The first step in learning to make yogurt culture from scratch is learning to make clabber. To make clabber you will need raw milk. We have a video that will walk you through each step. Basically you leave a jar of raw milk in temperatures somewhere between 90-110 degrees fahrenheit. Within a few days the milk will form into a solid curd which is also known as clabber. After that for the next maybe 3-4 days you will start a new batch each day using a teaspoon from the previous batch and adding raw milk to the jar. When the milk starts forming a solid curd somewhere around the 12 hour mark then your clabber is mature and now you have your yogurt culture. Your yogurt culture is your mature clabber that was cultured in temperatures between 90-110 degrees.
This blog post has more information about how to make clabber.
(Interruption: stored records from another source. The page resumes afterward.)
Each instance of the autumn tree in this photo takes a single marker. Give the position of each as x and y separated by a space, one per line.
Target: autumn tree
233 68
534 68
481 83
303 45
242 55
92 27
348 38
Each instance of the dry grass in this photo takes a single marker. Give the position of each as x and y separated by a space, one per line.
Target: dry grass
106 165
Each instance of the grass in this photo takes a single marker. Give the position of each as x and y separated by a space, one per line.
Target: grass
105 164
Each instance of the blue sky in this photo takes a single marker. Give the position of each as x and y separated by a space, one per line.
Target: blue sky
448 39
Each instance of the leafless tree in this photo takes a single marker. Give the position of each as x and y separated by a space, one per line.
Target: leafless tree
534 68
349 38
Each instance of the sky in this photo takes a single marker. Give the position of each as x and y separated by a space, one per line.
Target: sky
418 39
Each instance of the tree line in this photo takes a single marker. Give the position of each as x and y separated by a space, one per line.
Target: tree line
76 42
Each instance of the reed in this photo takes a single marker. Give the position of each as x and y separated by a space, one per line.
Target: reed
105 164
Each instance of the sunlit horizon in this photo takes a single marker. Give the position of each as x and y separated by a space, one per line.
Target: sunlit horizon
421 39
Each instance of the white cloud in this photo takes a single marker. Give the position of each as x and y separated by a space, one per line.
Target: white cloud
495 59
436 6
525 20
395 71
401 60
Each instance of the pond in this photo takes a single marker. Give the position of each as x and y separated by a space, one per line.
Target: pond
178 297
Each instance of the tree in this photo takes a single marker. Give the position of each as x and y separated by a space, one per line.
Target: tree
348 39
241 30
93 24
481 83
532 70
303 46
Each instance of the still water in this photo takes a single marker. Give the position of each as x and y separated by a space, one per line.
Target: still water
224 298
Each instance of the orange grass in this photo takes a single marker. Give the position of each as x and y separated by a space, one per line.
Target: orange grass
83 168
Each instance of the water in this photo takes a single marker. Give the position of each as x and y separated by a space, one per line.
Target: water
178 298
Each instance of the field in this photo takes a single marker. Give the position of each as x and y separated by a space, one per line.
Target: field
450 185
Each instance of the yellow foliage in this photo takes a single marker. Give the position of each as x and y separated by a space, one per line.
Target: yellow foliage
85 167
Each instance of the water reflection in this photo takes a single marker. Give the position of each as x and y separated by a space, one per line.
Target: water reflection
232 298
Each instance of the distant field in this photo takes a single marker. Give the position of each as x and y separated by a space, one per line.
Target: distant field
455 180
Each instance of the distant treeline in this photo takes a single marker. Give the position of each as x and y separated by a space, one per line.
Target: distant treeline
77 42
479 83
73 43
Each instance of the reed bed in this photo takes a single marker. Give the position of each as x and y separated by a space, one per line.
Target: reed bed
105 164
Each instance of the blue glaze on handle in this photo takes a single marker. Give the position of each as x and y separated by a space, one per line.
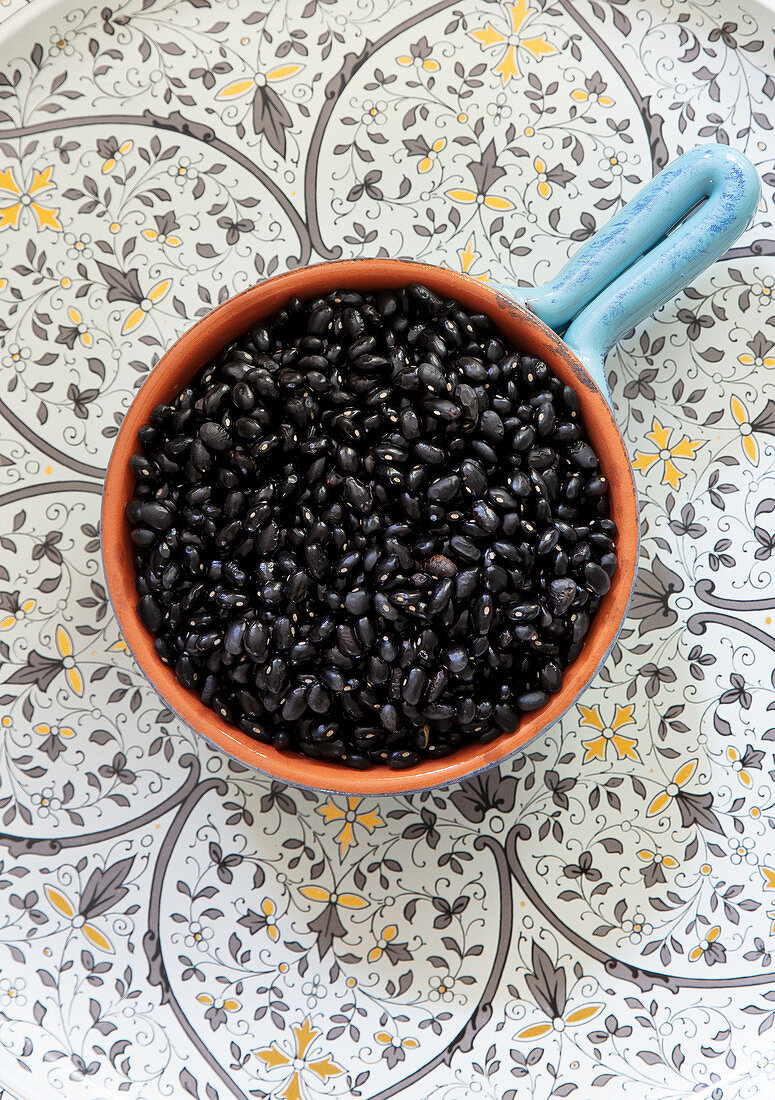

To Make Yogurt from your Starter Culture from Scratch
You will need a mature naturally cultured clabber that is cultured in a 90-110 degree temperature. Just add 1 tablespoon of mature yogurt culture per quart and in about 12 hours you will have thick creamy yogurt.
Supplies you will need to make Yogurt Culture
- Canning jar
- Spoon
- Rubber band or canning ring
- Coffee filter or cloth to cover jar
- Raw milk
Tips to help
- Make sure your clabber culture is fresh and mature.
- Only ferment the milk until a solid curd forms.
- If you over ferment, the curd will have a yellowish liquid separating from it. This is not what we are wanting.
- Taste the clabber and if it taste good then it is ready to go. If it doesn’t taste very good then leave it longer.
- The word clabber is interchangeable with yogurt culture.
Steps to Make Yogurt Culture from Scratch
- When the yogurt culture is mature add 1 tablespoon to one quart of milk. I like to put a lid on and shake it to distribute the culture.
- Put a coffee filter secured with a rubber band or canning ring on the jar. Set the jar aside and keep around 90-110 degrees temperature and in 12-ish hours you will have yogurt.
Milk you can use to make yogurt
- Raw Milk
- Low temperature-pasteurized
- Do not use ultra-pasteurized
Ideas on how to Keep the Yogurt Culture at 90-110 degrees Fahrenheit
- I put my jar on top of our hot water heater near the pipes and wrap it with a thick towel.
- The yogurt setting on an Instant Pot works also.
How to Make A Yogurt Starter Culture from Scratch
The first step is learning to make clabber. To make clabber you will need raw milk. We have a video that will walk you through each step. Basically you leave a jar of raw milk in temperatures somewhere between 90-110 degrees fahrenheit. Within a few days the milk will form into a solid curd which is also known as clabber. After that for the next maybe 3-4 days you will start a new batch using a teaspoon from the previous batch and adding raw milk to the jar. When the milk forms a solid curd somewhere around the 12 hour mark then your clabber should be mature and now you have your yogurt culture. Your yogurt culture is your mature clabber that was cultured in temperatures 90-110 degrees.
Ingredients
- Canning jar
- Spoon
- Rubber band or canning ring
- Coffee filter or cloth to cover jar
- Raw milk
Instructions
You will need a mature naturally cultured clabber that is cultured in a 90-110 degree temperature. Just add 1 tablespoon of mature yogurt culture per quart of raw milk, in about 12 hours you will have thick creamy yogurt.
Notes
Make sure your clabber culture is fresh and mature.
Only ferment the milk until a solid curd forms.
If you over ferment, the curd will have a yellowish liquid separating from it. This is not what we are wanting.
Taste the clabber and if it taste good then it is ready to go. If it doesn't taste very good then leave it longer.
The word clabber is interchangeable with yogurt culture in this blog post.